Profeticamente, o Senhor anuncia que o Templo será destruído e reconstruído após três dias, pois ele falava a respeito do seu corpo. Depois que Jesus ressuscitou dos mortos, os discípulos se recordaram de que ele tinha dito isso, e creram na Escritura e na palavra que Jesus havia falado (Cf. Jo 2, 21-22). De fato, na força de sua Ressurreição gloriosa, a morte veio a ser vencida e todas as suas manifestações podem ser superadas.

Nós cristãos professamos a fé no Cristo Morto e Ressuscitado. Com a fé, nossa vida tem uma meta a ser alcançada, impedindo-nos de sermos afogados pelos acontecimentos positivos ou negativos. Nosso olhar se volta para a plenitude do amor de Deus, acendendo continuamente a luz da esperança. Com esta fé, passamos pelo mundo fazendo o bem, acreditando que é possível restaurar vidas e superar as muitas dilacerações existentes na sociedade.

Para tanto, somos chamados a algumas atitudes e gestos. Para nós, a maldade não tem a última palavra em quem quer que seja. Olhamos para as pessoas e suas crises pessoais e descobrimos aquela fagulha, para não apagar a chama que fumega, pois no nome de Jesus as nações podem depositar a esperança (Cf. Mt 12,15-21; Is 42,1-4). No dia a dia, não desperdiçamos as oportunidades para tecer novos relacionamentos com as pessoas, aproveitando os eventuais laços que poderiam impedir a caminhada para compor redes de fraternidade. As iniciativas de pessoas e grupos em vista do bem comum encontrarão em nós a disposição para parcerias inteligentes, nas quais cada um pode dar o que sabe e pode.
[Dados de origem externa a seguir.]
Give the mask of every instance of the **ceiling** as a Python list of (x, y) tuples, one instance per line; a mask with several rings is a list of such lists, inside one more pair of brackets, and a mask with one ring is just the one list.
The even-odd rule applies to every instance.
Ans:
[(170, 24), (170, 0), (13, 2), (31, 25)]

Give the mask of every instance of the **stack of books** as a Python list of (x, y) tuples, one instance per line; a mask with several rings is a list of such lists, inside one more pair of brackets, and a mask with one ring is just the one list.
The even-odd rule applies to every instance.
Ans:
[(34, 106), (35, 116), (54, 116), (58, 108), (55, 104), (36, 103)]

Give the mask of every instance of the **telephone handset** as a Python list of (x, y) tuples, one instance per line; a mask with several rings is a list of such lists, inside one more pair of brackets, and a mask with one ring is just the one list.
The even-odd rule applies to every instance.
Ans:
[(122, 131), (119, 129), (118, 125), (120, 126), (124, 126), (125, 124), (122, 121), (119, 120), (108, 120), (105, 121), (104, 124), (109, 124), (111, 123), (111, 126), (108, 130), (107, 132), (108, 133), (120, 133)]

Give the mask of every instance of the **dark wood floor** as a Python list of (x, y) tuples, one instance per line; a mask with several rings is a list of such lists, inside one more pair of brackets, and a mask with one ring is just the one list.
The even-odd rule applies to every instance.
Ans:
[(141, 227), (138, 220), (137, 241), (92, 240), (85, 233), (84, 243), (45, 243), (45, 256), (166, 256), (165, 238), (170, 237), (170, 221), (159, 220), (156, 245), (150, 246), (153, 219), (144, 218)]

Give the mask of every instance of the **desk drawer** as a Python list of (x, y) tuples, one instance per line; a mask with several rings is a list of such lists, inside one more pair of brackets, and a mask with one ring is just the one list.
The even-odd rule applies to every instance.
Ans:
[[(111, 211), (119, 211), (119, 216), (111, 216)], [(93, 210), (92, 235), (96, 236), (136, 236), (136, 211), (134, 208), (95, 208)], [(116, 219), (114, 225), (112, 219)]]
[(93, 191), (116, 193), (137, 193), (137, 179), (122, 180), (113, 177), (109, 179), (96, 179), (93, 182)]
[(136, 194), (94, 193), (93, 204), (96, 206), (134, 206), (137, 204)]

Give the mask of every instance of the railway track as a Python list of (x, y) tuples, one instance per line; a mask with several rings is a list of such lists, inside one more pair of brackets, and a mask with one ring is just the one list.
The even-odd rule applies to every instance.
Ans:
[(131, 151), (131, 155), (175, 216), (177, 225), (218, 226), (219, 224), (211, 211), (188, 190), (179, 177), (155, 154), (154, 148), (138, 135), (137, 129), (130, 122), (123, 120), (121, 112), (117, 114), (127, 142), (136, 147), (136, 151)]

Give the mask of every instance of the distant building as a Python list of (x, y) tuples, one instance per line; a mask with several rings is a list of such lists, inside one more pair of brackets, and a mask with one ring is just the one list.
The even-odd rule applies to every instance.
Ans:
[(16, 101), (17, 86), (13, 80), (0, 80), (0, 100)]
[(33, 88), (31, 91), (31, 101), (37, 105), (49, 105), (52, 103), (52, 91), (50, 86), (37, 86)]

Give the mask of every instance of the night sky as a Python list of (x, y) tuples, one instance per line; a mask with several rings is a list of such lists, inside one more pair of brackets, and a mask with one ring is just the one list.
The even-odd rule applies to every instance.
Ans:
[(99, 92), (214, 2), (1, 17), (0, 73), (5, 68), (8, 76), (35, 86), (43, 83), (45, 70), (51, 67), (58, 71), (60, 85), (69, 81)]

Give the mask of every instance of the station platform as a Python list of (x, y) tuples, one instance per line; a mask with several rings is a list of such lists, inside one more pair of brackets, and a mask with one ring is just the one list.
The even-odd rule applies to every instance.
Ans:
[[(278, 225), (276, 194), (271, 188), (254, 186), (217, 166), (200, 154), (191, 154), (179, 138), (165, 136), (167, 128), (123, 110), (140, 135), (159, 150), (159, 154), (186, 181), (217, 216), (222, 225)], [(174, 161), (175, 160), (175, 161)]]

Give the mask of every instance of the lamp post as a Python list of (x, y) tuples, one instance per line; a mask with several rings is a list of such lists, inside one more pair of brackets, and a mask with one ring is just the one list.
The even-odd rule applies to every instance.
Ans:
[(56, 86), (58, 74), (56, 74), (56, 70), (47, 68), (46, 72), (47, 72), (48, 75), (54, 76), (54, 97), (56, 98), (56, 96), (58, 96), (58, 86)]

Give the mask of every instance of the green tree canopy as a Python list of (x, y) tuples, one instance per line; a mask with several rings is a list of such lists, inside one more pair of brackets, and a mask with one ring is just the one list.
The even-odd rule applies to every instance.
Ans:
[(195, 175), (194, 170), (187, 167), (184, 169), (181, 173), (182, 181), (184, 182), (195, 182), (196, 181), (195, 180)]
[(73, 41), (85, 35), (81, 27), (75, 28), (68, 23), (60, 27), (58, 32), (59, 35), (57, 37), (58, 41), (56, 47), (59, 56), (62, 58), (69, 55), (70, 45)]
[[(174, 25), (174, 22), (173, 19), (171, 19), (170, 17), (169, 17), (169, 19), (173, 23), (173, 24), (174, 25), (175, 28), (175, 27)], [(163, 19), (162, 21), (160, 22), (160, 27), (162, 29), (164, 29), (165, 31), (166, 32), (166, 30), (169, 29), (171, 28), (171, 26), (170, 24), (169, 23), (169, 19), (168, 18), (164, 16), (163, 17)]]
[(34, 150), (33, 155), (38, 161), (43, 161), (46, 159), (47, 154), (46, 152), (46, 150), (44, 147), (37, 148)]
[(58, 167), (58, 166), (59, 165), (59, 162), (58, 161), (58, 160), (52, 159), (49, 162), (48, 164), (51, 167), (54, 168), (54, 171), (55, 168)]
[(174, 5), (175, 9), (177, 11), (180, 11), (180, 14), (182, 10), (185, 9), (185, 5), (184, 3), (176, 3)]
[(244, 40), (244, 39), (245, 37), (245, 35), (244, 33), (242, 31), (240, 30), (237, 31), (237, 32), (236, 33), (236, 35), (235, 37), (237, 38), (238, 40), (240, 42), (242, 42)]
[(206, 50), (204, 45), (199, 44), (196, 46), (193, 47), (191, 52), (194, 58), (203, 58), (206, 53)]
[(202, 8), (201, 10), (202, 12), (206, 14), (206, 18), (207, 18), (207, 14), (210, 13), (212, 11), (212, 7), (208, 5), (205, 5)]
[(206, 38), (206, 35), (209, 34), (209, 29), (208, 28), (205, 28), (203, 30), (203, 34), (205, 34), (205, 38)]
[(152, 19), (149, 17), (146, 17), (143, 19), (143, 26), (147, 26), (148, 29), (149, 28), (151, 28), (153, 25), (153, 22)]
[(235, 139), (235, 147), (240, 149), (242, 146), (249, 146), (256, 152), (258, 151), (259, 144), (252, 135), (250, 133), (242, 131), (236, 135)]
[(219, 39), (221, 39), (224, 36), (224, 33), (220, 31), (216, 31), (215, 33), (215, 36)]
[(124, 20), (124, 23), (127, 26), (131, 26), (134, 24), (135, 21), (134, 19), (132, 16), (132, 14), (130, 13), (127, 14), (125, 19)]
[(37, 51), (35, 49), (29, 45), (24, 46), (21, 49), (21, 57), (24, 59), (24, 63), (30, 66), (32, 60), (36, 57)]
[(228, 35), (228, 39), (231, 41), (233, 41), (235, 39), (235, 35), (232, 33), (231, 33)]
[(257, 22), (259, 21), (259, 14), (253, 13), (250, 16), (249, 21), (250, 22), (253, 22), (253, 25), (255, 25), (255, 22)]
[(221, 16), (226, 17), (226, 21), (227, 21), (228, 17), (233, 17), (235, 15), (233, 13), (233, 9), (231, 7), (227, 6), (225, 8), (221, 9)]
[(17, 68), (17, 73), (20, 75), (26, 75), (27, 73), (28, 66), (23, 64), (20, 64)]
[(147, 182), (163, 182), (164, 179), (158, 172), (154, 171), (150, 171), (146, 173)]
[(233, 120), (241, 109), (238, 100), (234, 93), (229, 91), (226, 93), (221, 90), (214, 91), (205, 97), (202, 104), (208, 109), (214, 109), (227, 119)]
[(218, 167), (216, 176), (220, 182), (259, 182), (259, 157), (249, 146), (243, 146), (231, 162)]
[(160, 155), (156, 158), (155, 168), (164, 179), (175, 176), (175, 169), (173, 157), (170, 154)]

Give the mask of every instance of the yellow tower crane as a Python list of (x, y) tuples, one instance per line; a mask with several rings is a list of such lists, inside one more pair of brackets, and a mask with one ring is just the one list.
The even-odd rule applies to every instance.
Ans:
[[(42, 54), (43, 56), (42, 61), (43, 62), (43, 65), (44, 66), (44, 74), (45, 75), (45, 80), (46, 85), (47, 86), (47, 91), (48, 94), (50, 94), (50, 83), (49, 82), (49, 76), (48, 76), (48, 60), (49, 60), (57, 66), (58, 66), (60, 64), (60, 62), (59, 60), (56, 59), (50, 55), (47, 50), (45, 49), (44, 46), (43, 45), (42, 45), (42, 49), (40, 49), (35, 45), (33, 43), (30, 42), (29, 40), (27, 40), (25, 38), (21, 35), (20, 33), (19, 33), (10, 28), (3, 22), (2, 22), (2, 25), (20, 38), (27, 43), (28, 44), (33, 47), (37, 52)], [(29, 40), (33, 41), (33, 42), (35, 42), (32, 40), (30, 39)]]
Onde quer que encontremos eventuais restos de edificações destruídas, recolheremos os pedaços para realizar a profecia: “Quando o invocares, o Senhor te atenderá, e ao clamares, ele responderá: Aqui estou! Se, pois, tirares do teu meio toda espécie de opressão, o dedo que acusa e a conversa maligna, se entregares ao faminto o que mais gostarias de comer, matando a fome de um humilhado, então a tua luz brilhará nas trevas, o teu escuro será igual ao meio-dia. O Senhor te guiará todos os dias e vai satisfazer teu apetite, até no meio do deserto. Ele dará a teu corpo nova vida, e serás um jardim bem irrigado, mina d’água que nunca para de correr. E a tua gente reconstruirá as ruínas que pareciam eternas, farás subir os alicerces que atravessaram gerações, serás chamado reparador de brechas, restaurador de caminhos, para que lá se possa morar” (Is 58, 9-12).

Se o sonho parece muito alto, sabemos que nossa fé professa nada menos do que a vitória sobre a morte! Portanto, a esta altura do caminho quaresmal em direção à Páscoa, recomecemos a cada dia a tarefa recebida do Senhor, para reconstruir as eventuais ruínas que encontrarmos.
Dom Alberto Taveira Corrêa: Arcebispo da Arquidiocese de Belém – PA.